Ready only for war, we had not prepared ourselves to feed the hungry and relieve the distressed with provisions. But to the extent possible within the power of the commanding general it shall be done.

He has captured a quantity of beef and sugar intended for the rebels in the field. A thousand barrels of these stores will be distributed among the deserving poor of this city, from whom the rebels had plundered it, even although some of the food will go to supply the craving wants of the wives and children of those now herding at Camp Moore and elsewhere in arms against the United States.

Capt. John Clark, acting chief commissary of subsistence, will be charged with the execution of this order, and will give public notice of the place and manner of distribution, which will be arranged, as far as possible so that the unworthy and dissolute will not share its benefits.

By command of Major-General Butler:
GEO. C. STRONG,               
Assistant Adjutant-General, Chief of Staff.

SOURCE: The War of the Rebellion: A Compilation of the Official Records of the Union and Confederate Armies, Series I, Volume 15 (Serial No. 21), p. 425-6

Major-General Benjamin F. Butler: General Orders, No. 29, May 16, 1862

GENERAL ORDERS, No. 29.}
HDQRS. DEPARTMENT OF THE GULF,            
New Orleans, May 16, 1862.

I. It is hereby ordered that neither the city of New Orleans nor the banks thereof exchange their notes, bills, or obligations for Confederate notes, bills, or bonds, nor issue any bill, note, or obligation payable in Confederate notes.
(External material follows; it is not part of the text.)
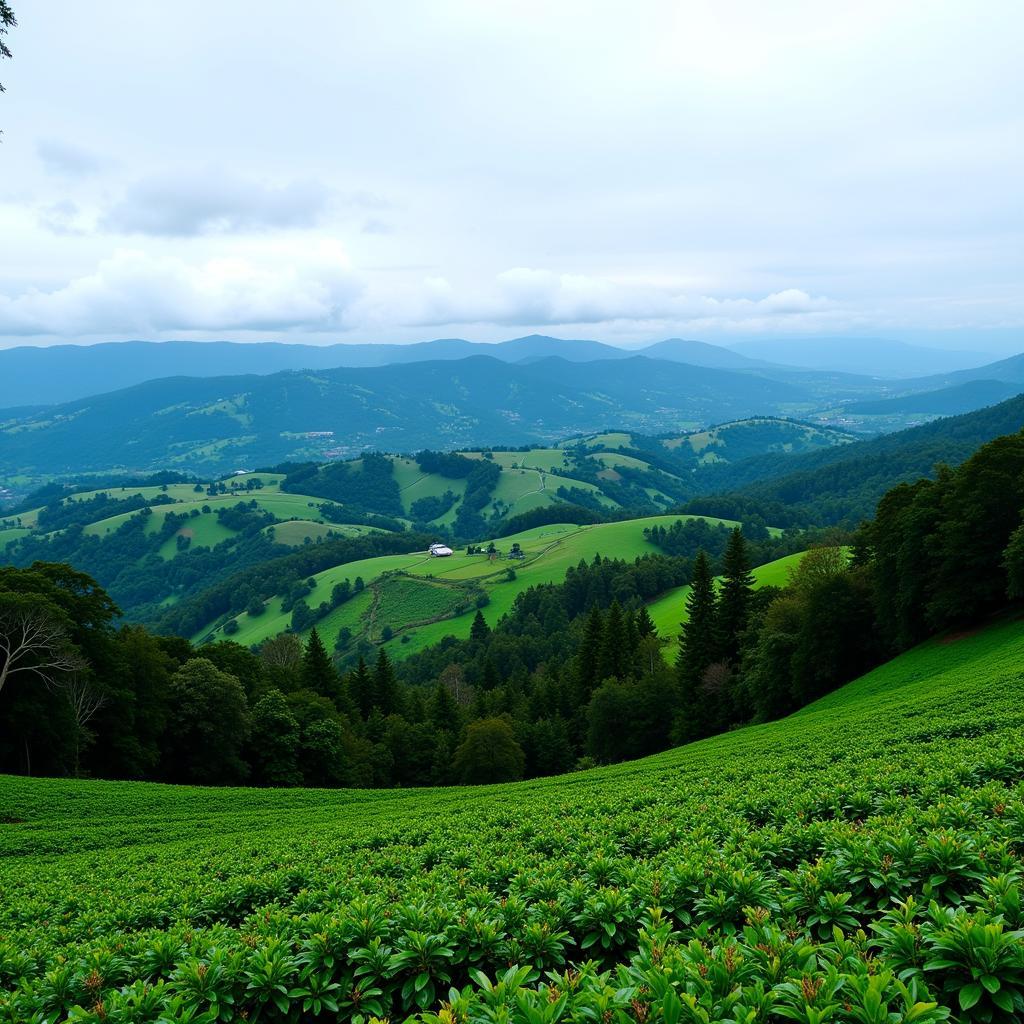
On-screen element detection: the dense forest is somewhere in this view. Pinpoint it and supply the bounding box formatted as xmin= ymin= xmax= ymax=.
xmin=8 ymin=434 xmax=1024 ymax=786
II. On the 27th day of May instant all circulation of or trade in Confederate notes and bills will cease within this department; and all sales or transfers of property made on or after that day in consideration of such notes or bills, directly or indirectly, will be void, and the property confiscated to the United States, one-fourth thereof to go to the informer.

By command of Major-General Butler:
 GEO. C. STRONG,              
 Assistant Adjutant-General, Chief of Staff.